"La Pianiste", de Michael Haneke,
em competição
E ao sexto dia chegou Isabelle
Huppert
Do nosso enviado Vasco
Câmara, em Cannes
Segunda-feira, 14 de Maio de 2001
Um papel no limite do pudor, do prazer e do sacrifício,
que torna a actriz favorita ao prémio de interpretação.
Não foi ao sétimo, mas
ao sexto dia que chegou Isabelle Huppert. Ficou no ar a pergunta
se não anda ali génio. Uns choraram ao ver "La Pianiste",
mas não da mesma forma como se chora nos melodramas - foi
choro de medo. Outros assobiaram, outros aplaudiram, mas as
ousadias que Isabelle comete no filme meteram medo, assim
como mete medo a forma terrivelmente lúcida como ela reage
perante a adulação ou a admiração dos outros: um discreto
sorriso, quase nada. Há quem aposte num prémio de interpretação
feminina.
"La Pianiste" foi realizado
pelo austríaco Michael Haneke ("Jogos Perigosos" e "Código
Desconhecido", que vai estrear no próximo mês em Portugal),
que fez com ele o seu melhor filme e que é o favorito do momento
para a Palma de Ouro da 54ª edição de Cannes. Reincide naquela
forma muito própria de Haneke de montar, através do cinema,
uma experiência, deixar que o espectador tire a conclusão
dos resultados e corra o risco de se queimar durante o processo.

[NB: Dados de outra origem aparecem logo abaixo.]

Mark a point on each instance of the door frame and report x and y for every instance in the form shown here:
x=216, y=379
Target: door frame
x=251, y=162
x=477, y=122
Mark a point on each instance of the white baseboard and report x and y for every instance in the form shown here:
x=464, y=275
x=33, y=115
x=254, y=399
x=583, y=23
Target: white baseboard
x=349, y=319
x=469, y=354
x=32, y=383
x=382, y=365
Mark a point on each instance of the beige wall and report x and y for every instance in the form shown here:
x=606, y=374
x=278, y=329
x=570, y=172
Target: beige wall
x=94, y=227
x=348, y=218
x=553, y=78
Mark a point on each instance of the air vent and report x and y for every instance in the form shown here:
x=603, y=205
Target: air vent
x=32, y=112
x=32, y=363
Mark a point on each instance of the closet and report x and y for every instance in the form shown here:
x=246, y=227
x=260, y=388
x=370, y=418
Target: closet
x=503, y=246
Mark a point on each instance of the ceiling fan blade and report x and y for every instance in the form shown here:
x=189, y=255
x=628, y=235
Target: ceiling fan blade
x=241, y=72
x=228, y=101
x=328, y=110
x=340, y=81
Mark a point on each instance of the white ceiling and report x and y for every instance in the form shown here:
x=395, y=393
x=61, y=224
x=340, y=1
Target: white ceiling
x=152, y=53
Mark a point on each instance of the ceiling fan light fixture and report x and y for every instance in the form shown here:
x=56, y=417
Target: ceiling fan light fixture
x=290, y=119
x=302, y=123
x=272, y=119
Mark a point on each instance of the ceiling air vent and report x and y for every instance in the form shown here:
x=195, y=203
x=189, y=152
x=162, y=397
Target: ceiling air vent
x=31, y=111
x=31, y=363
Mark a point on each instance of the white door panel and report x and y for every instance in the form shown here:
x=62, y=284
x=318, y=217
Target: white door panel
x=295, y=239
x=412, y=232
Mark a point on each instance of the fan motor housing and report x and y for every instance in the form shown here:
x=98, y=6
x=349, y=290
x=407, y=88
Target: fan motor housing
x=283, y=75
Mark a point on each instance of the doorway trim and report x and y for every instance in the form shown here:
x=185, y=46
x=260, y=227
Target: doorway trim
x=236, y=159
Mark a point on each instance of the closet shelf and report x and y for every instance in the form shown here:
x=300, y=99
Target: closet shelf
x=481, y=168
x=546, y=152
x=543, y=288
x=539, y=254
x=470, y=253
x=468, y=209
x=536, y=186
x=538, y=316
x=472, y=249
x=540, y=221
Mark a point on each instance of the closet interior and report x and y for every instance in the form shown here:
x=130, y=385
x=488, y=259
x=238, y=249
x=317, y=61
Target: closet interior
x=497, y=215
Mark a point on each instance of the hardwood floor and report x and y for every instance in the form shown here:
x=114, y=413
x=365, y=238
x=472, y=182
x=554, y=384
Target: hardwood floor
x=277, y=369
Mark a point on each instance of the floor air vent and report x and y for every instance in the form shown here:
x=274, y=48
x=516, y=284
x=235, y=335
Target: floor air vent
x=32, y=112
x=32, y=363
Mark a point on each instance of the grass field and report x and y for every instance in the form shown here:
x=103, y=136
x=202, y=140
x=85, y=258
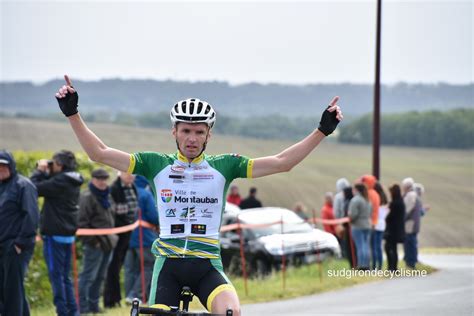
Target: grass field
x=305, y=280
x=448, y=175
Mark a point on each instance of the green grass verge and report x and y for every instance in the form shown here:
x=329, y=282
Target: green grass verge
x=300, y=281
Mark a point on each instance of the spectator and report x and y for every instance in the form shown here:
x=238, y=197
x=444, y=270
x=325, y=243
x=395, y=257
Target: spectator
x=58, y=182
x=125, y=196
x=377, y=233
x=360, y=213
x=251, y=201
x=18, y=223
x=300, y=210
x=348, y=246
x=395, y=228
x=328, y=213
x=234, y=196
x=96, y=211
x=338, y=206
x=149, y=213
x=412, y=222
x=374, y=199
x=420, y=190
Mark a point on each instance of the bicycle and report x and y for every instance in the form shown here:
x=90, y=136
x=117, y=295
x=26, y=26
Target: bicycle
x=186, y=296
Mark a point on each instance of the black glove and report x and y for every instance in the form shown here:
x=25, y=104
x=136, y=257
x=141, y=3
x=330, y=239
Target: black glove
x=68, y=104
x=328, y=122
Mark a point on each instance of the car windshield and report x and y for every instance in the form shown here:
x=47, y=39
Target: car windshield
x=287, y=229
x=292, y=223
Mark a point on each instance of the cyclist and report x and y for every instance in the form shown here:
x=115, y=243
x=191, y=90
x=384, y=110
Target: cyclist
x=190, y=189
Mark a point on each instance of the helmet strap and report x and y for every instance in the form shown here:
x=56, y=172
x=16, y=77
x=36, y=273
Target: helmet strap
x=203, y=146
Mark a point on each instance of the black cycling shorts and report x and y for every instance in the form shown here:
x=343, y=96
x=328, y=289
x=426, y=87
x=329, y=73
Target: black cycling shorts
x=205, y=277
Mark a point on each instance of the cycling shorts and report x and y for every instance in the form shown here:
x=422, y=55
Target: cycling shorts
x=205, y=277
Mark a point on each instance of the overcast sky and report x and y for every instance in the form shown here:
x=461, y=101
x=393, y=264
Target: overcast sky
x=264, y=41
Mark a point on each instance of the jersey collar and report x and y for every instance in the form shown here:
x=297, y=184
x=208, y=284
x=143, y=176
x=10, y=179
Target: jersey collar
x=196, y=160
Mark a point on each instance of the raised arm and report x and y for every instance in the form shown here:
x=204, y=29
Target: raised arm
x=293, y=155
x=94, y=147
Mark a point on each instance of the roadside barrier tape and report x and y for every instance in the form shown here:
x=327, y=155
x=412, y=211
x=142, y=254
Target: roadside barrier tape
x=110, y=231
x=226, y=228
x=329, y=221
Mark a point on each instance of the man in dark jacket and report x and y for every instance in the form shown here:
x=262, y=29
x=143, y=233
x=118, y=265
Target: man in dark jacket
x=18, y=223
x=251, y=201
x=96, y=211
x=125, y=196
x=59, y=184
x=395, y=227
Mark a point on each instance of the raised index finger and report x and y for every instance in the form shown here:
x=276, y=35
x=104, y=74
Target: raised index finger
x=68, y=81
x=334, y=101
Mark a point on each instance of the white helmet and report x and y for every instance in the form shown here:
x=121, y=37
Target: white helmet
x=193, y=111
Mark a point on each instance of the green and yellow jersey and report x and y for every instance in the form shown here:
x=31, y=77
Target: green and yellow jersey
x=190, y=199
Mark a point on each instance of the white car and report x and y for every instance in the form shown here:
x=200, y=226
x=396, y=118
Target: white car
x=265, y=245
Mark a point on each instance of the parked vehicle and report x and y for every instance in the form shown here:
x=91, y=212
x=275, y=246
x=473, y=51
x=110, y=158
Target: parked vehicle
x=264, y=246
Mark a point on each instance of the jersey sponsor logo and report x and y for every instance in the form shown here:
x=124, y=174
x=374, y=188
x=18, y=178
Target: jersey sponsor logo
x=203, y=176
x=196, y=200
x=188, y=212
x=177, y=228
x=176, y=176
x=177, y=169
x=171, y=212
x=198, y=229
x=166, y=195
x=206, y=213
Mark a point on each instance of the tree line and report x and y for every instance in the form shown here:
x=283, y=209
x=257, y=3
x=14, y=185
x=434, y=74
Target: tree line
x=450, y=129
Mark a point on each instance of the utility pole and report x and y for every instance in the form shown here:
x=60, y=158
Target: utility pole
x=376, y=125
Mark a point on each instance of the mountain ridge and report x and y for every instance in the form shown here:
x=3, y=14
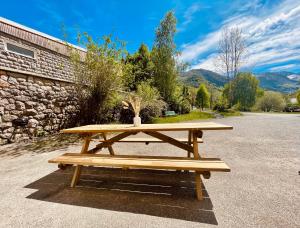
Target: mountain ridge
x=283, y=81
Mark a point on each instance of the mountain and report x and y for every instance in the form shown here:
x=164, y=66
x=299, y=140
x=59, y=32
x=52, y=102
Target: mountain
x=285, y=82
x=197, y=76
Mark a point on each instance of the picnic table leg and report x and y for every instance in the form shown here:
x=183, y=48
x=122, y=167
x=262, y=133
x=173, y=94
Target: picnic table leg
x=77, y=171
x=189, y=142
x=198, y=180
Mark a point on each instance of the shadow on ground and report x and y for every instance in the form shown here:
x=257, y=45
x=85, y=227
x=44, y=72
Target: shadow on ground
x=39, y=145
x=157, y=193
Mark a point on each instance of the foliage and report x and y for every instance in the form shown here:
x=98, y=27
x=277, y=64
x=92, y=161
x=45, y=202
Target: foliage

Continua a ser, por isso, um universo profundamente perturbador
- e foi, bastava ver a consternação à saída da projecção para
a imprensa -, mas é o menos demonstrativo e manipulador dos
filmes do cineasta. Ao realizar "La Pianiste", adaptação de
um romance de Elfriede Jelinek, essa escritora tão desesperada
e tão enraivecida com a sua Áustria, Haneke fez um filme de
"género", metamorfoseou-se em realizador de melodramas.
Foi por isso, aliás, que
Huppert aceitou entrar no jogo A actriz contava ontem que
se recusou participar em "Funny Games" foi porque "todo o
seu propósito, a demonstração, eliminava a possibilidade de
romanesco, era quase uma experiência sacrificial para as personagens
e intérpretes, enquanto 'La Pianiste' dá espaço para o imaginário
do actor trabalhar".
Claro que há uma frieza
de que Haneke não abdica (é a "recusa em dar explicações para
as coisas", diz ele) que torna tão particular, mas não menos
avassaladora, esta sua forma de estar perto do céu e do inferno
- ou seja, de estar no melodrama.
Em "La Pianiste" a música
é simultaneamente o anjo e o demónio. Isabelle Huppert/Erika
é professora de piano no conservatório de Viena. Bach é, para
ela, o céu. É esse o seu quotidiano, as aulas e as provas
de admissão. Essa é toda a sua vida, é essa a sua prisão.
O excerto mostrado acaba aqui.